Structural, systemic, systematically — we’re hearing these words a lot at the moment. Racism isn’t individual. It is structural or systemic. So are poverty or injustice. People aren’t just oppressed or tortured; they are systematically oppressed or tortured.
This is the language of Black Lives Matter and some of the noisier Democrats, and it’s telling. It comes from Marxist academia and the Black Power activism of the 1960s, and it evokes the radicalism of that time, which is generally now regarded as having been on ‘the right side’ of history. These words are also helpfully vague — nobody knows precisely what they mean — which means you can stress them without being contradicted. You can also feel righteous without quite knowing why. It’s lazy speech, in other words, which makes it stupid. Or perhaps it’s the other way round. Language, Orwell told us, becomes ‘ugly and inaccurate because our thoughts are foolish, but the slovenliness of our language makes it easier for us to have foolish thoughts.’
Still, if we don’t know precisely why social wrongs are ‘systemic’, we get the gist. It means there is a system, a machine, built by the powerful, which perpetuates injustice. A system that benefits the powerful and crushes the powerless. On race, therefore, we are led to believe that every aspect of society — politics, education, capitalism, even our language — is designed to enhance white supremacy, or something.
But that’s where all this ‘systemic’ talk isn’t just wrong; it is dishonest. Because western society isn’t systemically racist. If anything, it is systemically woke. Our political institutions, our schools and colleges, our corporations are all geared towards destroying racism. Students in schools and universities aren’t brainwashed into thinking that racism isn’t a problem. On the contrary, almost everybody who has been educated since the 1970s has been relentlessly taught to abhor racial prejudice. Our workplaces are run along politically correct lines. Our language is policed, in case it might incite racial hatred. The machine, or what those Sixties radicals would have called ‘the Man’, is anti-racist.
What about Donald Trump? Well, he’s an aberration. His political success is in large part a revolt against oppressive political correctness. Trumpists and anti-Trumpists have spent the last five years arguing about whether or not he is racist. That very fact suggests that racism is not normal, let alone systemic.

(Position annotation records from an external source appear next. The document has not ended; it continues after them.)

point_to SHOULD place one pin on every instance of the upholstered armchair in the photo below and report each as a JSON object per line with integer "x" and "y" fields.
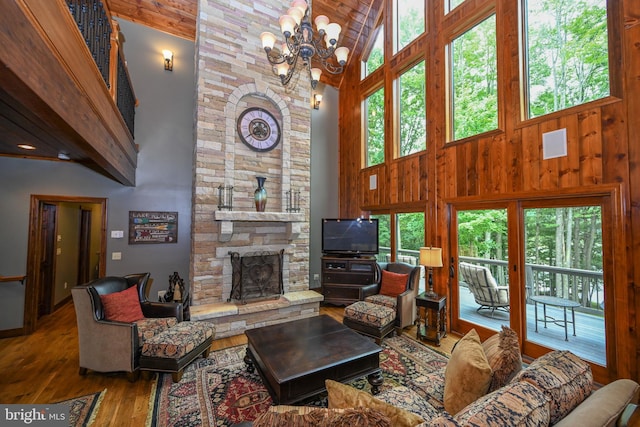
{"x": 484, "y": 287}
{"x": 115, "y": 345}
{"x": 399, "y": 279}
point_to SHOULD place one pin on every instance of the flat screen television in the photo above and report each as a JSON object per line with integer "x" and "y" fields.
{"x": 350, "y": 236}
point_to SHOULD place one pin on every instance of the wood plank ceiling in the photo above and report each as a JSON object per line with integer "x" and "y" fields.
{"x": 178, "y": 17}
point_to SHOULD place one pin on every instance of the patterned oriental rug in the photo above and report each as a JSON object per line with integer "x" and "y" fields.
{"x": 83, "y": 409}
{"x": 218, "y": 391}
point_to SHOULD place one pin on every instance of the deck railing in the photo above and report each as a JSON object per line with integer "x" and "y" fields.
{"x": 583, "y": 286}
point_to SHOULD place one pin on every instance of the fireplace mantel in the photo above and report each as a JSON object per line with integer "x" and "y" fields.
{"x": 226, "y": 220}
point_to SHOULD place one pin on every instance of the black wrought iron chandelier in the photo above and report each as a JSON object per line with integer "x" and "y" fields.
{"x": 301, "y": 42}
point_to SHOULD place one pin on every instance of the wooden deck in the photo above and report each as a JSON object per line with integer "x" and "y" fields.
{"x": 589, "y": 342}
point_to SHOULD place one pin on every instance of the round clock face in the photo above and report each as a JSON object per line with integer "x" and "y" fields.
{"x": 258, "y": 129}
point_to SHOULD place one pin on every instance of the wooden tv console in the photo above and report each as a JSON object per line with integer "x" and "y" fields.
{"x": 342, "y": 278}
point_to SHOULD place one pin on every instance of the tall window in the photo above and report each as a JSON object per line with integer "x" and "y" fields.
{"x": 475, "y": 80}
{"x": 567, "y": 52}
{"x": 375, "y": 59}
{"x": 374, "y": 114}
{"x": 409, "y": 16}
{"x": 412, "y": 110}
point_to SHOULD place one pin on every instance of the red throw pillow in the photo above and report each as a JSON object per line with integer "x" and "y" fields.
{"x": 393, "y": 284}
{"x": 123, "y": 306}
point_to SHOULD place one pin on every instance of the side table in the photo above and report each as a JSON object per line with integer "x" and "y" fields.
{"x": 432, "y": 318}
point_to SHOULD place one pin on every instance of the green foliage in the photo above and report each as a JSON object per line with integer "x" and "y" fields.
{"x": 410, "y": 231}
{"x": 376, "y": 56}
{"x": 409, "y": 21}
{"x": 374, "y": 106}
{"x": 475, "y": 81}
{"x": 480, "y": 231}
{"x": 413, "y": 122}
{"x": 568, "y": 53}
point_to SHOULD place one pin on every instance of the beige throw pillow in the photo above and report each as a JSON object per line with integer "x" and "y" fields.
{"x": 342, "y": 396}
{"x": 468, "y": 374}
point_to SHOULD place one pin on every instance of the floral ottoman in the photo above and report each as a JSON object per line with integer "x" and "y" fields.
{"x": 370, "y": 319}
{"x": 175, "y": 348}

Then there’s the media. Black Lives Matter activists and antifa think that the media is part of the evil neoliberal system that privileges whites and keeps minorities down — that’s why, in Atlanta, rioters targeted the CNN headquarters even though CNN, like MSNBC and other news networks, has done its best to portray rioting as benign, arson as peaceful, and looting as just.
Again, the rage here is with the anti-racism machine, not against it. Liberal reporters are despised not for being prejudiced against black people, but for being insufficiently committed to the dismantlement of white privilege. As a result, journalists strive ever harder to show fealty to the cause, even if that means jettisoning their responsibility to tell the truth. They stress the peacefulness of violent protests. Commentators bid to outdo each other in parroting Black Lives Matter slogans — ‘silence is violence’, ‘no justice no peace’, and so on. None of that suggests institutional, structural or systemic racism. It suggests the opposite.